Thermal insulation materials placed in the inner gap and the periphery of the thermoelectric component;

A volatilization suppressing material provided on a high-temperature end side of the thermoelectric module; and

And the oxygen absorbing material is arranged near the high-temperature end of the thermoelectric module.

2. The one-piece package structure thermoelectric device of claim 1,

The heat insulating material is one or more of alumina ceramic fiber, zirconia ceramic fiber, nano silicon dioxide composite material, aerogel and aerogel composite material.

3. the one-piece package structure thermoelectric device of claim 1,

the thermoelectric component is selected from Bi-Te based alloy, Pb-Te based alloy, CoSb₃A single-stage component, a multi-stage component or a cascade component composed of one or more thermoelectric materials selected from the group consisting of skutterudite, Mg-Si-based alloys, diamond-like compounds, Half-Heusler alloys, SiGe-based alloys, and Ziegler phase compounds.

4. The one-piece package structure thermoelectric device of claim 1,

the insulation resistance of the insulation layer is more than or equal to 1M omega, wherein the thickness of the insulation layer at the high-temperature end side is less than or equal to 0.2mm, and the thickness of the insulation layer at the low-temperature end side is less than or equal to 0.5 mm.

5. The one-piece package structure thermoelectric device of claim 1,

the buffer layer is one or more selected from foamed Ni, foamed Ti, foamed Cu and graphite paper, and the thickness is less than or equal to 0.3 mm.

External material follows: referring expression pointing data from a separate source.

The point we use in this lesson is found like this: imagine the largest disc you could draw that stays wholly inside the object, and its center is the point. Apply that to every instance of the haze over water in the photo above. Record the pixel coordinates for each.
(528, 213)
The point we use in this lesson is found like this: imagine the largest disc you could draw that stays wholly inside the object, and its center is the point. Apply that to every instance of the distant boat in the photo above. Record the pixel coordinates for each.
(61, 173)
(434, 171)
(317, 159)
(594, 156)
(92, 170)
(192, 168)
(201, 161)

6. the one-piece package structure thermoelectric device of claim 1,

The upper cover and the bottom plate are both made of Fe-based alloy, Ni-based alloy or Co-based alloy materials;

The thickness of the upper cover is 0.05 mm-0.5 mm, and the thickness of the bottom plate is 0.05 mm-0.5 mm.

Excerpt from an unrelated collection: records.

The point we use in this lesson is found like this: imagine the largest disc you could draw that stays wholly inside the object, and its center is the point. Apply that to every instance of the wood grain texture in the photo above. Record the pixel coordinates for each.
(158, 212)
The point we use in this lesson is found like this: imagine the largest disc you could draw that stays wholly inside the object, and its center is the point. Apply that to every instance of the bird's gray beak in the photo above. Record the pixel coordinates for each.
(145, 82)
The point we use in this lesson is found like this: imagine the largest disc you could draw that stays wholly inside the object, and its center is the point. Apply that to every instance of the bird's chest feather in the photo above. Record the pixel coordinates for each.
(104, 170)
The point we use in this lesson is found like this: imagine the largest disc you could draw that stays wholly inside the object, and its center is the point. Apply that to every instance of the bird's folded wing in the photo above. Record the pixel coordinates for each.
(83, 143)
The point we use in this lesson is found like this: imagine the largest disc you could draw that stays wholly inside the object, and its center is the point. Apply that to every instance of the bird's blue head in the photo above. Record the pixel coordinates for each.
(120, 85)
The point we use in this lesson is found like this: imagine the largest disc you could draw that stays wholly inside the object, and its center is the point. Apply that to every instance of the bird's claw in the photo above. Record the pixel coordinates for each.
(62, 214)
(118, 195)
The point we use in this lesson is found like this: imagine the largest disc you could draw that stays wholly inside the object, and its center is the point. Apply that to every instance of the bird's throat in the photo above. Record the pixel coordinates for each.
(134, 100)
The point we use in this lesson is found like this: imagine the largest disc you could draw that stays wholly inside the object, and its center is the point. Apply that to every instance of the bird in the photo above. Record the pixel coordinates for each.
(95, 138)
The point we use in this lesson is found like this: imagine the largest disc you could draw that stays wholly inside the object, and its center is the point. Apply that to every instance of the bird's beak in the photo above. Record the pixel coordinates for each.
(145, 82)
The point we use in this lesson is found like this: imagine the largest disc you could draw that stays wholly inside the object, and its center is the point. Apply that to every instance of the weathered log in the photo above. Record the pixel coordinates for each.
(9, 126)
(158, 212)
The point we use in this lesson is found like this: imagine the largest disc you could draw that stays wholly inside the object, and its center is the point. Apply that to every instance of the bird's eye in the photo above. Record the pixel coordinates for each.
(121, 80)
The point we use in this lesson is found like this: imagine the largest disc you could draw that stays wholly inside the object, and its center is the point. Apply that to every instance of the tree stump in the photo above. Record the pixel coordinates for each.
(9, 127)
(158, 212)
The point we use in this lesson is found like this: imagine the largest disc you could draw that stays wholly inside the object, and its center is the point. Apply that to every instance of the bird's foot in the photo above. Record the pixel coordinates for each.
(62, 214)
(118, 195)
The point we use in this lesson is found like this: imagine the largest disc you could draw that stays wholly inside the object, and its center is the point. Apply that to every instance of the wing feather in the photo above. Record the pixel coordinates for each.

7. The one-piece package structure thermoelectric device of claim 1,

the output sensor includes: the thermoelectric module comprises a base used for being assembled and fixed with the bottom plate, an output electrode used for being electrically connected with the thermoelectric module, and an insulating sleeve arranged between the base and the output electrode.

8. A method for preparing the integrally packaged structure thermoelectric device according to any one of claims 1 to 7, comprising:

preparing insulating layers arranged on the high-temperature end side and the low-temperature end side of the thermoelectric module;

placing a buffer layer on the high-temperature end side;

Connecting the positive and negative terminals of the thermoelectric assembly with the output electrode of the output sensor; and

assembling the thermoelectric assembly and the output sensor on a bottom plate, covering an upper cover, and welding and sealing the upper cover and the bottom plate, and the output sensor and the bottom plate in a vacuum or inert gas environment,

Before the sealing, a heat insulating material is filled in the inner gap and the vicinity of the periphery of the thermoelectric module.